# Text Classification-Classifying the text as Good or Bad

In [1]:
import pandas as pd
import torch
from torch.utils.data import TensorDataset, DataLoader, RandomSampler, SequentialSampler
from transformers import BertTokenizer, BertForSequenceClassification, AdamW
from sklearn.metrics import accuracy_score
import os

In [9]:
df = pd.read_csv('text_classification.csv')
df.head()

Unnamed: 0,text,label
0,Biting your lip or cheek when stressed,Bad habit
1,Finding ways to reduce plastic waste by using ...,Good Habit
2,Not being mindful of your environmental impact,Bad habit
3,Learning a new skill or hobby to promote perso...,Good Habit
4,Being open to constructive feedback and criticism,Good Habit


In [10]:
len(df['text'])

400

In [11]:
good = 0
bad = 0
for i in df['label']:
    if i == 'Good Habit':
        good+=1
    else:
        bad+=1

print("No. of Good habits: ", good)
print("No. of Bad habits: ", bad)

No. of Good habits:  200
No. of Bad habits:  200


In [12]:
device = torch.device("cuda" if torch.cuda.is_available() else "cpu")

tokenizer = BertTokenizer.from_pretrained('bert-base-uncased', do_lower_case=True)

input_ids = []
attention_masks = []

for text in df['text']:
    encoded_dict = tokenizer.encode_plus(
                        text,
                        add_special_tokens = True,
                        max_length = 64,
                        pad_to_max_length = True,
                        return_attention_mask = True,
                        return_tensors = 'pt'
                   )
    
    input_ids.append(encoded_dict['input_ids'])
    attention_masks.append(encoded_dict['attention_mask'])

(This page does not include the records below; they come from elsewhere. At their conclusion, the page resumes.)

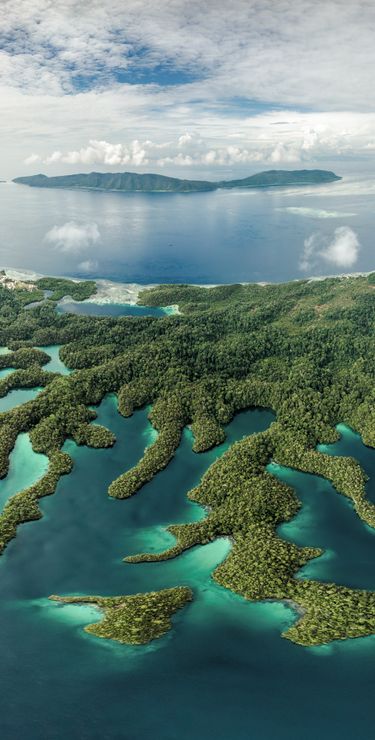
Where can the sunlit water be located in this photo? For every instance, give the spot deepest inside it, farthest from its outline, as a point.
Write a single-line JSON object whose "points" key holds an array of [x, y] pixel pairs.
{"points": [[223, 236], [222, 672]]}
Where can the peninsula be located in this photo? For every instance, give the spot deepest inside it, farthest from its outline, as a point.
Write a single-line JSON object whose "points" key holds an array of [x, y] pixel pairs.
{"points": [[303, 349], [149, 183]]}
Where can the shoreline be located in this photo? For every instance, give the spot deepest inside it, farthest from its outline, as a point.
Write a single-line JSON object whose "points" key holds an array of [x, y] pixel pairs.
{"points": [[111, 292]]}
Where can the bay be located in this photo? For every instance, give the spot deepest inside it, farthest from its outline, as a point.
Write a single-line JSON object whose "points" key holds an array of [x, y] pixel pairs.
{"points": [[223, 671], [218, 237]]}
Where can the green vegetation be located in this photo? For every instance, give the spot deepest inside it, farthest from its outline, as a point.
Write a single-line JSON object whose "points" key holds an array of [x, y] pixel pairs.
{"points": [[304, 349], [60, 287], [133, 182], [134, 620]]}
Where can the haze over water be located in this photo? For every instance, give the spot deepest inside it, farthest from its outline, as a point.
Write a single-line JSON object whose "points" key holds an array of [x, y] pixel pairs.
{"points": [[224, 670], [215, 237]]}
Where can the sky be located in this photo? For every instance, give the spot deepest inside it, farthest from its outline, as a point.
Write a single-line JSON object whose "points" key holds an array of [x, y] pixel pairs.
{"points": [[185, 87]]}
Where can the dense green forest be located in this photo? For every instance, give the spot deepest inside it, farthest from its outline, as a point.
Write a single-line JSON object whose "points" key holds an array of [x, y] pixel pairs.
{"points": [[147, 183], [304, 349]]}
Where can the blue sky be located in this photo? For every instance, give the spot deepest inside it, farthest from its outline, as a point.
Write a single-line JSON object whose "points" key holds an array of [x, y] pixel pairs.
{"points": [[187, 88]]}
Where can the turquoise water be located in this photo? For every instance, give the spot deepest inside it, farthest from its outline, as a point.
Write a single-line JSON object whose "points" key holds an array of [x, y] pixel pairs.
{"points": [[109, 309], [25, 468], [21, 395], [222, 672], [350, 445], [327, 520], [55, 365], [18, 396]]}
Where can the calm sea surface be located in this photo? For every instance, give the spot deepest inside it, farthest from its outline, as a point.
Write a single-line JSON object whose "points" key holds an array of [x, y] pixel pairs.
{"points": [[224, 236], [223, 672]]}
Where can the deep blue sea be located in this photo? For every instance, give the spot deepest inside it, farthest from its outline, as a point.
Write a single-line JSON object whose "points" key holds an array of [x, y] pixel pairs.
{"points": [[223, 671], [219, 237]]}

input_ids = torch.cat(input_ids, dim=0)
attention_masks = torch.cat(attention_masks, dim=0)
labels = []
for i in df['label']:
  if i == 'Good Habit':
    labels.append(1)
  else:
    labels.append(0)
labels = torch.tensor(labels)

Truncation was not explicitly activated but `max_length` is provided a specific value, please use `truncation=True` to explicitly truncate examples to max length. Defaulting to 'longest_first' truncation strategy. If you encode pairs of sequences (GLUE-style) with the tokenizer you can select this strategy more precisely by providing a specific strategy to `truncation`.


In [13]:
dataset = TensorDataset(input_ids, attention_masks, labels)
train_size = int(0.8 * len(dataset))
test_size = len(dataset) - train_size
train_dataset, test_dataset = torch.utils.data.random_split(dataset, [train_size, test_size])

In [14]:
batch_size = 32
train_dataloader = DataLoader(train_dataset,
                              sampler = RandomSampler(train_dataset),
                              batch_size = batch_size)

test_dataloader = DataLoader(test_dataset,
                             sampler = SequentialSampler(test_dataset),
                             batch_size = batch_size)

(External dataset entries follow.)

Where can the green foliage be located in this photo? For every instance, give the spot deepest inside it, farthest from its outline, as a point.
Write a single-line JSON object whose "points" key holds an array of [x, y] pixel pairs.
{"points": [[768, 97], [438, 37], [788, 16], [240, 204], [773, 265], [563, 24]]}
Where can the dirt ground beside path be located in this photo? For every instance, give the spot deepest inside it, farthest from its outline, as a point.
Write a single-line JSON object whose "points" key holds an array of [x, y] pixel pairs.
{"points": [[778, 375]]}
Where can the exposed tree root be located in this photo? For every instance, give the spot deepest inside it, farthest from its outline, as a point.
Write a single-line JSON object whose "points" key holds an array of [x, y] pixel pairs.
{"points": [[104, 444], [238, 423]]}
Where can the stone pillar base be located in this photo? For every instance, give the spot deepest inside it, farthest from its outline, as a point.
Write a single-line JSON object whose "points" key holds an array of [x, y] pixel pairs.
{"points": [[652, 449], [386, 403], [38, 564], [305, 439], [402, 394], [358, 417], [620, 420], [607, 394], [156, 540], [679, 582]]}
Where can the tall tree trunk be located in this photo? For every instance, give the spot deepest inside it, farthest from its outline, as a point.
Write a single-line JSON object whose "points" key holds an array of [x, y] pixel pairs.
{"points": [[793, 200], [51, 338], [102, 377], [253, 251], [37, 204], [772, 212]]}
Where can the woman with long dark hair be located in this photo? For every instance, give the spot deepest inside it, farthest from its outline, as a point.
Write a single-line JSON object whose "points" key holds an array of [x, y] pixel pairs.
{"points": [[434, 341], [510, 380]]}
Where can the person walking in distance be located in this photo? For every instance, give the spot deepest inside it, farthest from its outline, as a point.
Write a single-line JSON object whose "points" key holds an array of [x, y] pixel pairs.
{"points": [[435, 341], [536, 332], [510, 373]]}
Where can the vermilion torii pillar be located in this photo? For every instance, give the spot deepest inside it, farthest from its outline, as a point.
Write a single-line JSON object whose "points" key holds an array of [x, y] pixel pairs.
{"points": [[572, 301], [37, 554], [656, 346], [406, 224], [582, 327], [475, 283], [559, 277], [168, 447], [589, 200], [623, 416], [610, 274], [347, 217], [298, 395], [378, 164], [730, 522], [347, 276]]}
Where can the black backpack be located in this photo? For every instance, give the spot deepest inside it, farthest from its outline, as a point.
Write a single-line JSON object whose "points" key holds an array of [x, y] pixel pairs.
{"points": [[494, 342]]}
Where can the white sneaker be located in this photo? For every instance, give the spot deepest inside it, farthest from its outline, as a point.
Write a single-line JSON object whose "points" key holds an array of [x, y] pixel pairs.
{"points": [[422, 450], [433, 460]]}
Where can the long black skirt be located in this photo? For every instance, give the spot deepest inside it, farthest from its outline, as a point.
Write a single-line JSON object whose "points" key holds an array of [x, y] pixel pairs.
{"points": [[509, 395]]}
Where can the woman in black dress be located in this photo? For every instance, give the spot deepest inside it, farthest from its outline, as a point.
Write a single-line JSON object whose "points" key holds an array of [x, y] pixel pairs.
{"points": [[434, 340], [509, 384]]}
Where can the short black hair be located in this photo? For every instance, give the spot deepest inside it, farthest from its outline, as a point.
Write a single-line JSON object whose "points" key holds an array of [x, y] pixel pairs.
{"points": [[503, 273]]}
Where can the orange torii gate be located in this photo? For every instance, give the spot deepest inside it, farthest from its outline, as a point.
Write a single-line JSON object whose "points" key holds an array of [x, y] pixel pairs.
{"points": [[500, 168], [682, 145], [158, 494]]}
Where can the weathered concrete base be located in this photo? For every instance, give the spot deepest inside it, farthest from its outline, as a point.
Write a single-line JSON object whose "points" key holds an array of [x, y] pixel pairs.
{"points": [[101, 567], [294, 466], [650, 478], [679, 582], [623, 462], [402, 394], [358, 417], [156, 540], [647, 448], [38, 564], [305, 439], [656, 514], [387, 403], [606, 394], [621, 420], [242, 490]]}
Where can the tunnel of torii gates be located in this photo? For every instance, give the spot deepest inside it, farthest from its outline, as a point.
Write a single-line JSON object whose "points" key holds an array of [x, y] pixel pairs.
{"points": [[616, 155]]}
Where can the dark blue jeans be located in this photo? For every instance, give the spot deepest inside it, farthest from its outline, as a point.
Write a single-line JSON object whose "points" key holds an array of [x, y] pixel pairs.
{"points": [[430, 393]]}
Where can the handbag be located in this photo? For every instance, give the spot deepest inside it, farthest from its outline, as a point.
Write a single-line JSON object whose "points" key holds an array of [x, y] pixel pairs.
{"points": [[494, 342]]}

model = BertForSequenceClassification.from_pretrained('bert-base-uncased', num_labels = 2)
model.to(device)

optimizer = AdamW(model.parameters(),
                  lr = 2e-5,
                  eps = 1e-8)

epochs = 4
total_steps = len(train_dataloader) * epochs

for epoch in range(epochs):
    model.train()
    total_loss = 0

    for step, batch in enumerate(train_dataloader):
        batch_input_ids = batch[0].to(device)
        batch_attention_masks = batch[1].to(device)
        batch_labels = batch[2].to(device)

        model.zero_grad()

        outputs = model(batch_input_ids,
                        token_type_ids=None,
                        attention_mask=batch_attention_masks,
                        labels=batch_labels)

        loss = outputs.loss
        total_loss += loss.item()

        loss.backward()

        torch.nn.utils.clip_grad_norm_(model.parameters(), 1.0)

        optimizer.step()

    avg_train_loss = total_loss / len(train_dataloader)
    print("Average training loss: {}".format(avg_train_loss))


Some weights of BertForSequenceClassification were not initialized from the model checkpoint at bert-base-uncased and are newly initialized: ['classifier.weight', 'classifier.bias']
You should probably TRAIN this model on a down-stream task to be able to use it for predictions and inference.


Average training loss: 0.670391833782196
Average training loss: 0.401170539855957
Average training loss: 0.2001398652791977
Average training loss: 0.09888949096202851


In [16]:
model.eval()

predictions = []
true_labels = []

for batch in test_dataloader:
    batch_input_ids = batch[0].to(device)
    batch_attention_masks = batch[1].to(device)
    batch_labels = batch[2].to(device)

    with torch.no_grad():
        outputs = model(batch_input_ids,
                        token_type_ids=None,
                        attention_mask=batch_attention_masks)

    logits = outputs.logits
    logits = logits.detach().cpu().numpy()
    label_ids = batch_labels.to('cpu').numpy()

    batch_predictions = logits.argmax(axis=1).flatten()
    batch_labels = label_ids.flatten()

    predictions.extend(batch_predictions)
    true_labels.extend(batch_labels)

accuracy = accuracy_score(true_labels, predictions)
print("Test accuracy: {}".format(accuracy))


Test accuracy: 1.0


As we can see, it gives a perfect 100% accuracy on out test data. It is important to note that achieving 100% accuracy on test data does not necessarily mean that the BERT model is perfect for text classification on the dataset. While the model may perform well on the specific data it was trained and tested on, its performance may vary when applied to new and unseen data.